Heat is the enemy of quantum uncertainty. By arranging light-absorbing molecules in an ordered fashion, physicists in Japan have maintained the critical, yet-to-be-determined state of electron spins for 100 nanoseconds near room temperature.

The innovation could have a profound impact on progress in developing quantum technology that doesn't rely on the bulky and expensive cooling equipment currently needed to keep particles in a so-called 'coherent' form.

Unlike the way we describe objects in our day-to-day living, which have qualities like color, position, speed, and rotation, quantum descriptions of objects involve something less settled. Until their characteristics are locked in place with a quick look, we have to treat objects as if they are smeared over a wide space, spinning in different directions, yet to adopt a simple measurement.

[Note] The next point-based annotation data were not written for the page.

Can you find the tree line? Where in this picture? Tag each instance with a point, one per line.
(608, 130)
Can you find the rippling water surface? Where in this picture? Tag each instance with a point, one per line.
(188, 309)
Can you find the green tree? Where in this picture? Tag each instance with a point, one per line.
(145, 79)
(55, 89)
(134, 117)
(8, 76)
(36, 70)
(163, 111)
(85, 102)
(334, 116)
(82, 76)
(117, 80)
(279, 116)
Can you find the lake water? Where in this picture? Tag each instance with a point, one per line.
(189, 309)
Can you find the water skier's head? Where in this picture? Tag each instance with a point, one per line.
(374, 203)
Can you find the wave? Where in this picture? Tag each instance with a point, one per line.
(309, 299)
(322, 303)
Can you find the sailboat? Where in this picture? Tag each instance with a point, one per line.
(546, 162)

The rules governing this multitude of possibilities, called superpositions, present engineers with a whole box of mathematical tricks to play with. These can be used as special kinds of computers to crunch numbers, or to exploit in security measures for communication, and even used in ultra-sensitive measurement and imaging devices.

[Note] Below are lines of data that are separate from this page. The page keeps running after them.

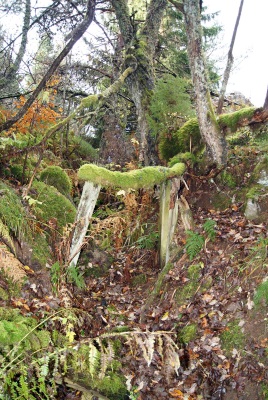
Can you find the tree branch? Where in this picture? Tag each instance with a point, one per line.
(177, 5)
(76, 35)
(229, 62)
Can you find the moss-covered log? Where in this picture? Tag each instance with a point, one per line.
(96, 177)
(137, 179)
(188, 137)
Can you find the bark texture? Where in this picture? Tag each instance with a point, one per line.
(230, 61)
(74, 37)
(215, 142)
(140, 40)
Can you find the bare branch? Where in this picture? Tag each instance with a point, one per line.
(229, 61)
(76, 35)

Yet every interaction with their environment changes this haze of possibility in some fashion. On one level, this is useful. Quantum computers rely on the entanglement of particles with one another to fine-tune their superpositions. Quantum sensors rely on precise interactions between a superposition and the environment to measure their surroundings.

Turn up the temperature, the bump-and-grind of jiggling atoms and blinding shine of electromagnetism will easily turn a coherent hum of particle possibility into a useless lump of boring old electron.

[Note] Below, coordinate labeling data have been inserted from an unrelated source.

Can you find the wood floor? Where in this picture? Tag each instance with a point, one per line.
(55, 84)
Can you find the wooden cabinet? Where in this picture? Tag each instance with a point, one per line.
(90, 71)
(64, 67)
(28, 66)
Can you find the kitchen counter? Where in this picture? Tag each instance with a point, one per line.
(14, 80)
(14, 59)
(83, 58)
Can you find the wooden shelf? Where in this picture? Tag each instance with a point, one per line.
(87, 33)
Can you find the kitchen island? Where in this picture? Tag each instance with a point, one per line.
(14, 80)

This isn't a huge problem if you've got the resources to pump super-cold liquids through your equipment to keep that noise down. But what every quantum physicist really dreams of is a way to keep down costs by running their devices at temperatures well over freezing.

The feat has been accomplished before in specially-designed complexes made of metals that preserve quantum states in superposition form just long enough for them to be relatively useful.

In this new breakthrough, researchers made use of a different kind of material called a metal-organic framework (MOF) for the first time. Into this structure they embedded molecules called chromophores, which absorb and emit light at particular wavelengths.

"The MOF in this work is a unique system that can densely accumulate chromophores. Additionally, the nanopores inside the crystal enable the chromophore to rotate, but at a very restrained angle," says Nobuhiro Yanai, a physicist from Kyushu University.

As they do, pairs of electrons in these chromophores with a matching spin are kicked into a new arrangement that operate in a superposition. Though the phenomenon has been scrutinized closely in solar cell technology, it had yet been tinkered with for purposes of quantum sensing.

In an experiment led by Yanai, a team of researchers used microwaves to probe the electrons in their transformed states to demonstrate they could remain coherent in a superposition form for around 100 billionths of a second while at room temperature – a respectable duration that could be expanded upon with some fine-tuning.

"This can open doors to room-temperature molecular quantum computing based on multiple quantum gate control and quantum sensing of various target compounds," says Yanai.

This research was published in Science Advances.